We’ve been talking an awful lot about WORDS lately on the blog. We looked at a post from a mom who wished she had used her words differently. We’ve agreed to stop using the words “good” and “bad” to define our parenting. Over the last little while, we’ve been taking a look at four words we can use to describe our parenting that research shows helps lead us toward positive outcomes – Effective, Consistent, Active, and Attentive.
With all of the focus on the words we use, it only feels right to bring it all back together by talking about communication. We saw across these different posts how the way we communicate with our children and ourselves impacts our relationships and well-being. That’s the research part of it, right? Research shows us over and over how important our words and communication are in parenting.

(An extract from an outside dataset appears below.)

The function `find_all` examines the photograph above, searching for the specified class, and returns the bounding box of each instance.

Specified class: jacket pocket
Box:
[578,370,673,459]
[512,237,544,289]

Now it’s time for us to take a look at our reality. I’ll share a little of my reality recently. I had a sick toddler at home with me, AND I had some serious deadlines I needed to meet. I laid my toddler down for nap and was feeling hopeful for all that I could accomplish in those next two hours… except she woke up and was not going back to sleep. (Mom face palm). I was tired, stressed, and I was feeling like I had used up all of my patience and multi-tasking abilities in the morning. So as my sweet kiddo came down the stairs, my words were exasperated and short. We immediately started to spiral downward – with my daughter teary-eyed from being sick and overtired, and I was stressed and out of energy.
ENTER Stop. Breathe. Talk. … I didn’t get my words right on the first try. I spoke from a place of frustration first. After a few minutes of our downward spiral, I realized I was the one tanking the interaction. So I pulled my girl up in my lap, and after I stopped to catch a breath I talked… I told her I was tired too. I talked about how sleeping is important to starting to feel better when you are sick. And I told her I was sorry for not speaking kindly to her.
Research and reality tell us that our words do have power. My words and actions helped transform my interaction with my toddler from one of frustration to one of bonding. But I want to be transparent that it took me awhile to get there. I didn’t get it right on the first try.
I think that’s a really important message for us parents to share with each other as we think about the power of words – it’s about practice, not perfection. There is room for a little grace. There will still be days when you call yourself a “bad parent” without remembering you have other words that can be more helpful, and there will be moments where you don’t get the words right on the first try during a challenging moment with your child.
Challenging Moments are inevitable in parenting. Luckily we can use our words to help navigate them – even if we don’t always get it right on the first try.